Sebuah perjalanan memang sangat penting bagi manusia seperti ayat berikut:
هُوَ الَّذِي جَعَلَ لَكُمُ الْأَرْضَ
ذَلُولًا فَامْشُوا فِي مَنَاكِبِهَا وَكُلُوا مِنْ رِزْقِهِ ۖ وَإِلَيْهِ النُّشُورُ
“Dialah Yang menjadikan bumi itu
mudah bagi kamu, maka berjalanlah di segala penjurunya dan makanlah sebahagian
dari rezeki-Nya.
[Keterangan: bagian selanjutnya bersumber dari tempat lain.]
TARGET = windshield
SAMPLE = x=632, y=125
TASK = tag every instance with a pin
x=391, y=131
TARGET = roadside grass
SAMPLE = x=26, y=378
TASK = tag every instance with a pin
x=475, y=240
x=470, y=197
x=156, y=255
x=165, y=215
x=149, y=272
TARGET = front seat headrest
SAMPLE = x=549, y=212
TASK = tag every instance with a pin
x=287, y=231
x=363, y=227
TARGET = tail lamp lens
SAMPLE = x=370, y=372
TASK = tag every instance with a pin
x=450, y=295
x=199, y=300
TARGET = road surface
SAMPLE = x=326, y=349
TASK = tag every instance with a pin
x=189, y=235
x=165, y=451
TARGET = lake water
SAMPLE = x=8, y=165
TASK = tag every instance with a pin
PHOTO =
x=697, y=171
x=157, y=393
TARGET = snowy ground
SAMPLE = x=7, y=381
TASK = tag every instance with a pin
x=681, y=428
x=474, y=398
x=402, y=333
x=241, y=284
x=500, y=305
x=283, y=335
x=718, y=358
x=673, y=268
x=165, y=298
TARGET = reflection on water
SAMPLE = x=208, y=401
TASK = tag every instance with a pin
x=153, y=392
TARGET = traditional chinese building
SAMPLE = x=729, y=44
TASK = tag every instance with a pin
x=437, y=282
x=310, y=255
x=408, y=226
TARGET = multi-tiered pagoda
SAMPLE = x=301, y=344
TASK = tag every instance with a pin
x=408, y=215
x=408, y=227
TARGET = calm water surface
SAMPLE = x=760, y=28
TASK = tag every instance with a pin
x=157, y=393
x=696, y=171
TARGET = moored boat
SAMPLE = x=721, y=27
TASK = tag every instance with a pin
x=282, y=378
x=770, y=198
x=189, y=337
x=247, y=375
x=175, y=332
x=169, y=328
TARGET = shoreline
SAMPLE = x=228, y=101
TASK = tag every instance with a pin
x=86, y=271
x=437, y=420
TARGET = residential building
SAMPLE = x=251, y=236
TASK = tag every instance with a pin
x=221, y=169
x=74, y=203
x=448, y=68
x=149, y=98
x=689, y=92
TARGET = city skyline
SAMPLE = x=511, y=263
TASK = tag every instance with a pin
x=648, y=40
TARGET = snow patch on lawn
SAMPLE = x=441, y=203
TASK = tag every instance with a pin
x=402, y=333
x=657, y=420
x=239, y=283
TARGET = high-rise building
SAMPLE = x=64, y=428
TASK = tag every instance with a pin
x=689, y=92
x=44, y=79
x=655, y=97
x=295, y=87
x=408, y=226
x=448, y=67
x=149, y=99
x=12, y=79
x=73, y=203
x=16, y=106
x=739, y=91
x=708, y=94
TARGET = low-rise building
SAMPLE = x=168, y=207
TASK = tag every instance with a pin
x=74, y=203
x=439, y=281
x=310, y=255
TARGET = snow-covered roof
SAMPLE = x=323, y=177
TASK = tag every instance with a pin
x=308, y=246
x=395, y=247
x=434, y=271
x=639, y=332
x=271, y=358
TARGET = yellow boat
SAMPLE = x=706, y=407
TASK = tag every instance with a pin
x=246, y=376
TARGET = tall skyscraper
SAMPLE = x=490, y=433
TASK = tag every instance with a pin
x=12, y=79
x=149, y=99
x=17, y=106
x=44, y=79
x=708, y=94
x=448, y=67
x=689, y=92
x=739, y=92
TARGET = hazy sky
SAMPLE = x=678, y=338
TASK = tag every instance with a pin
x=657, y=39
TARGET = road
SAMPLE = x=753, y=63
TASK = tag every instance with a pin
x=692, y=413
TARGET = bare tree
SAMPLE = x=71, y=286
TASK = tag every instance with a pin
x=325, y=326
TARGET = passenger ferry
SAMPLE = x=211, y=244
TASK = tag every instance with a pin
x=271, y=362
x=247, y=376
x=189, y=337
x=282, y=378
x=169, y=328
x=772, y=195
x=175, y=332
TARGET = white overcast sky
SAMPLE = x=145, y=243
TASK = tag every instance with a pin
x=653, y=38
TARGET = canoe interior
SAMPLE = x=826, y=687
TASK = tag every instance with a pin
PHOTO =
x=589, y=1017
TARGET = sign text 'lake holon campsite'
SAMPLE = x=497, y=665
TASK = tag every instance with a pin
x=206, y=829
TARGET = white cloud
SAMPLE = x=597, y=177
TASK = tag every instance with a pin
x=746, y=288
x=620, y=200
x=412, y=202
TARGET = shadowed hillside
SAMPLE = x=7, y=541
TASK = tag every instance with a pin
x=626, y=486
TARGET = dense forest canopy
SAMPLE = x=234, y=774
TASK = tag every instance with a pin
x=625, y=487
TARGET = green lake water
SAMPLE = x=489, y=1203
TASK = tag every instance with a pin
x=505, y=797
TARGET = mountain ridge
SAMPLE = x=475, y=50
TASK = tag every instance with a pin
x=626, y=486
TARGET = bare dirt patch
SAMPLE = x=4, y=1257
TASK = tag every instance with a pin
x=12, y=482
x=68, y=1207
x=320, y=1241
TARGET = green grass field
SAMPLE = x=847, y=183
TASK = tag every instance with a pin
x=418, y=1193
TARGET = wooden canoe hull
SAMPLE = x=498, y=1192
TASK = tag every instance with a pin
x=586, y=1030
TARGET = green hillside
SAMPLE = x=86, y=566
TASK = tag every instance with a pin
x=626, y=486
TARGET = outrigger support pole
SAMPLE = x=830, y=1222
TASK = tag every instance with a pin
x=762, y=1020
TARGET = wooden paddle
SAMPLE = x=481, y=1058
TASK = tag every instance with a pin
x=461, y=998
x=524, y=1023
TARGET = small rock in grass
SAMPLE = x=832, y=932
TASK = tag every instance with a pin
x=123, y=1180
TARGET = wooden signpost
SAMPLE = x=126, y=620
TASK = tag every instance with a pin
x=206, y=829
Dan hanya kepada-Nya-lah kamu (kembali setelah) dibangkitkan.”
(Q.S Al-Mulk: 15)
Teknologi,
dengan adanya hal ini sebuah perjalan akan ditempuh dengan cukup efisien. Tidak
hanya itu, proses belajar mengajar sangatlah didukung dengan adanya teknologi.
Pastinya selain sangat berguna bagi manusia juga memiliki dampak negatif, tak
perlu dijelaskan hal itu sudah sering terjadi. Oleh karenanya lah
berhati-hatilah dalam menggunakan teknologi.
Media,
yaitu sarana yang digunakan untuk menyampaikan informasi dan mendapat
informasi. Dalam kaitannya dengan budaya, media adalah salah satu sarana
sebagai dasar dalam mengetahui kebudayaan. Namun media juga bisa menjadi sangat
berbahaya. Karena dalam media banyak juga mengandung kesesatan.
Dari penjelasan di atas dapat
disimpulkan bahwa berbicara tentang manusia berbicara pula tentang
kebudayaannya, dan semua itu telah dijelaskan dalm Al-Quran.